Концерт по заявкам был окончен. Кольцовы разошлись по своим делам. Клавдия Петровна отправилась к гадалке, а Санёчек – курить на лавочку во дворе.
– Зефир, ну как тебе? Жоних?
Собака задорно гавкнула один раз и начала игриво метаться из стороны в сторону, то застывая в моменте, то резко перемещаясь в другую точку.
– Так… так… так… не скачи на меня, а то мать из дома выгонит, если костюм избуздыкаю. Пойду лучше сниму! Жди меня здесь! – он ткнул пальцем в нос собаке. – Я еще не закончил!
Пока Санёчек переодевался в домашне-выходной спортивный костюм, старая Nokia своей вибрацией пыталась вызвать землетрясение в Белосветске. На экране высвечивалась надпись «Дон Гусито».
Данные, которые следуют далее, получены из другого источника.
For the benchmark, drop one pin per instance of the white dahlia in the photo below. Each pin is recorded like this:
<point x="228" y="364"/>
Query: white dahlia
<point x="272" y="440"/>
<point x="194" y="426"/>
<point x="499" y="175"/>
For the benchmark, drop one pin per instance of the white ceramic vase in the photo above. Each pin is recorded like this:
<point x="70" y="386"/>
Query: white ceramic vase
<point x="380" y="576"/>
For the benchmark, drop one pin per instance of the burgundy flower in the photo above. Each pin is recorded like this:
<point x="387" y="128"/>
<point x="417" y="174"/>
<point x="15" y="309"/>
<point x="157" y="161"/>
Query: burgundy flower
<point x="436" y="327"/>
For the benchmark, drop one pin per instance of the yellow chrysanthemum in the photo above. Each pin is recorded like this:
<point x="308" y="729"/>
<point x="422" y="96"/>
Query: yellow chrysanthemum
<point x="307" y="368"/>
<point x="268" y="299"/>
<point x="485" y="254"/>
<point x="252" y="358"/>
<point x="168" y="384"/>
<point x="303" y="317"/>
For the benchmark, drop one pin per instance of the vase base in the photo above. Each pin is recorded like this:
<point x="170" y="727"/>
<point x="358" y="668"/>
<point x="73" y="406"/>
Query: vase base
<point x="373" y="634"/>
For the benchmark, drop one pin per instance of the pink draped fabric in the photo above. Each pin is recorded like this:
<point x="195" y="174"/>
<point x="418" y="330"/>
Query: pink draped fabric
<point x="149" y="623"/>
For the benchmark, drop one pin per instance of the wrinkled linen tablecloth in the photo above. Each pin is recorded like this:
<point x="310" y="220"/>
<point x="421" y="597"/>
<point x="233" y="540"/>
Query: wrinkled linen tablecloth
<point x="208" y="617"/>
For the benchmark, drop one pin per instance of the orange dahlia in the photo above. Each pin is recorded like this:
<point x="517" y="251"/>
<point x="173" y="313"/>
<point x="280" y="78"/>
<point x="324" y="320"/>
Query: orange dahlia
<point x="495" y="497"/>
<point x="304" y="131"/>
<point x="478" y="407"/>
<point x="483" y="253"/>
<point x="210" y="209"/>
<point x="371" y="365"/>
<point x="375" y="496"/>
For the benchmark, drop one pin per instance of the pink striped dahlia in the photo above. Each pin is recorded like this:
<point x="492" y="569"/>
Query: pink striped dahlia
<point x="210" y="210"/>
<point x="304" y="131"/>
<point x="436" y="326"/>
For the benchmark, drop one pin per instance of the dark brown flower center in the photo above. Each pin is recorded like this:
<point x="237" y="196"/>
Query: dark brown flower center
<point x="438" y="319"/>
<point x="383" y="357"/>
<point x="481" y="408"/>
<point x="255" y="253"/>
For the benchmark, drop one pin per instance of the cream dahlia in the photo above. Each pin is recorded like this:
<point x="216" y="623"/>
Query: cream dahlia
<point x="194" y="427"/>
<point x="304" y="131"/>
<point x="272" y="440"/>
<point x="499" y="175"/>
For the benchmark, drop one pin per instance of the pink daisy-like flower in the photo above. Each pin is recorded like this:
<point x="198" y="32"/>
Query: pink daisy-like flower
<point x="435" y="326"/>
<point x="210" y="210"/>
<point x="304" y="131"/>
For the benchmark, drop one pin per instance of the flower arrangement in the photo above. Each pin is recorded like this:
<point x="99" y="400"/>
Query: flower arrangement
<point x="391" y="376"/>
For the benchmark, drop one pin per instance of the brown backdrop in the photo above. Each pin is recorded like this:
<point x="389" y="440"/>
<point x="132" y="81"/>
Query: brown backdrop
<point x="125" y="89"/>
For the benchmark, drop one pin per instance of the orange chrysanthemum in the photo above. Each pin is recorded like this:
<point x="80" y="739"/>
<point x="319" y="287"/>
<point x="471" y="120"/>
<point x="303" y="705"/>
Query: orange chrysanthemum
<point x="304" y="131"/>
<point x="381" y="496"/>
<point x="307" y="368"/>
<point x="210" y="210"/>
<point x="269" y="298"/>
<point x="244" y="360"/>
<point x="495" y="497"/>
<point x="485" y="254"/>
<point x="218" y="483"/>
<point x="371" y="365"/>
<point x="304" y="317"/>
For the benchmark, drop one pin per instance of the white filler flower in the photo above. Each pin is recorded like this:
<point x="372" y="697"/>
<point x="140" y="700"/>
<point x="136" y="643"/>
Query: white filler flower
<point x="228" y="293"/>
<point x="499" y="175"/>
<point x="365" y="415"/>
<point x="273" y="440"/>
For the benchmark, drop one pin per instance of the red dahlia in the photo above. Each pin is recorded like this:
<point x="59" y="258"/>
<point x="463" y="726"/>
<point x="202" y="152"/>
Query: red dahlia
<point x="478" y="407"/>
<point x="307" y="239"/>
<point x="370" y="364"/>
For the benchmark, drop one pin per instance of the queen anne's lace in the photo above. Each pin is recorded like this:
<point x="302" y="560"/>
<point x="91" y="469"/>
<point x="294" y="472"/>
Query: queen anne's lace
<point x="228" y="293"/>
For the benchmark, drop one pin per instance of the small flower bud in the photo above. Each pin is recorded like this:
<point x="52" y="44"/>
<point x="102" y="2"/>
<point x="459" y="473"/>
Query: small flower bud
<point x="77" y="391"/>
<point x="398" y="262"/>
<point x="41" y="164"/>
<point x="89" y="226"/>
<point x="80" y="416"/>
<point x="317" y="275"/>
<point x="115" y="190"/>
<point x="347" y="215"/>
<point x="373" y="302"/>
– А ты че не позвал, Зефир? Тут вон уважаемый человек аж пять раз названивал, а ты ни слуху ни духу, – собака смотрела на своего хозяина непонимающе, Кольцов набрал обратно другу. – Алле-малле!
– Ты че там дома сидишь, женишок? У тебя ж последний день холостяцкой жизни. Сейчас будет предложение, от которого ты не сможешь отказаться.
– Ну-ка!
– Нам нужен мальчишник.
– А че? Я за!
– Выезжаю!
– Давай ускорься, а то мать вернется и на замок меня посадит.
– Свободного духом человека не удержать в клетке.
– Слышь, философ, заводи свою «жигу» и тащись сюда.
Из всех подруг матери Санёчек уважал только Елену Максимовну, чьи дары он разыскивал сейчас по всему дому. Тетка гнала знатное зелье, чистейший, как слеза, самогон, а мягкий-то какой, у-у-у-ух! Квест был не из простых, ибо маман знала, что лучше сей артефакт припрятать понадежнее, ибо добравшийся до него сынка не будет церемониться. Кольцов тщательно исследовал все известные ему нычки – и вуаля, целый литр оказался в руках. За забором обозначил свое присутствие Кузькин «жигуль», который извергал какие-то жесткие мотивы на ломаном французском, отчего Зефир снова негодовал. Санёчек в спешке собирался, ибо решил дать пьянству знатный бой. Сегодня он вольный человек, а завтра окольцован. Жизнь уже прежней не станет. Отметившись звонком возлюбленной и ездой по ее ушам на тему вселенской любви и важности семьи (тут, конечно, пригодились постоянные напоминания цитат из «Крестного отца» его полоумным дружком), он смело выключил телефон. Путь его лежал в педовскую общагу. Гусёк нашел новых жертв, которые сами заплыли в расставленные им амурные сети. Главное теперь – залить в них побольше «батюшки сэма», а дальше уж дело техники.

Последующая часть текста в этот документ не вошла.